Tuesday, May 26, 2009

An end to the "widow penalty?"

A court in Massachusetts (Taing v. Napolitano) has held that a woman from Cambodia could continue with her permanent residence application although her US citizen husband died before the paperwork was processed. The US immigration service (CIS) argued that Mrs. Taing no longer qualified as a "spouse" since her husband had died before the case was approved.

This controversial so-called "widow penalty" has been the subject of many news articles, listed
here. The New York Times recently called on the government to end this penalty also.

Mrs. Taing entered the US in 2004. Later that year, she married her late husband and they filed the relevant immigration paperwork. Six months later, Mr. Taing tragically died, before the immigration filings were approved. USCIS denied the permanent residence application, on the basis that Mrs. Taing was no longer a "spouse."
The US Court of Appeals for the First Circuit agreed with the Sixth and Ninth Circuit court's views that the plaintiff in this situation remained a "spouse" and that she should not be penalized because CIS didn't adjudicate the case quickly enough.
Although we rest our holding on entirely legal grounds, we note that our decision comports with common sense. We do not believe that Congress intended for the speed at which immigration authorities attend to a pending application to be dispositive in determining when a surviving spouse like Mrs.
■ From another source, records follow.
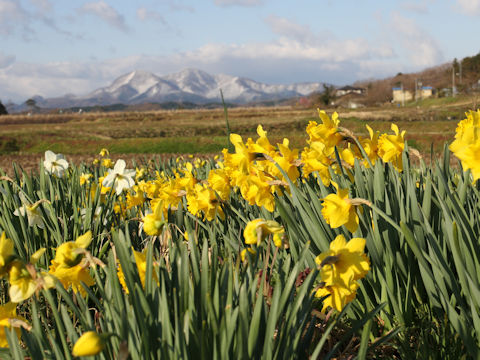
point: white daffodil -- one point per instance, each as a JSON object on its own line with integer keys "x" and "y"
{"x": 32, "y": 211}
{"x": 120, "y": 178}
{"x": 55, "y": 164}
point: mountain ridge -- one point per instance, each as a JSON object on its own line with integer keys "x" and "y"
{"x": 189, "y": 85}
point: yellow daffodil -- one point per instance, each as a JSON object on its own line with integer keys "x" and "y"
{"x": 85, "y": 178}
{"x": 220, "y": 183}
{"x": 72, "y": 252}
{"x": 390, "y": 147}
{"x": 243, "y": 253}
{"x": 338, "y": 210}
{"x": 89, "y": 344}
{"x": 154, "y": 224}
{"x": 8, "y": 314}
{"x": 466, "y": 145}
{"x": 22, "y": 284}
{"x": 370, "y": 145}
{"x": 203, "y": 200}
{"x": 108, "y": 163}
{"x": 340, "y": 268}
{"x": 141, "y": 262}
{"x": 315, "y": 160}
{"x": 69, "y": 265}
{"x": 326, "y": 132}
{"x": 6, "y": 253}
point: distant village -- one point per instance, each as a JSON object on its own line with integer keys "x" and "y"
{"x": 351, "y": 97}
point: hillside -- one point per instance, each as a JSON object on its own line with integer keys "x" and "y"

Taing, who has diligently followed the rules, can qualify as [a spouse.] As our sister court has recently noted, the result the government seeks would "create[] an arbitrary, irrational and inequitable outcome in which approvable petitions will be treated differently depending solely upon when the government grants the approval." Lockhart, 561 F.3d at 620 (quoting Robinson, 554 F.3d at 371 (Nygaard, J., dissenting)).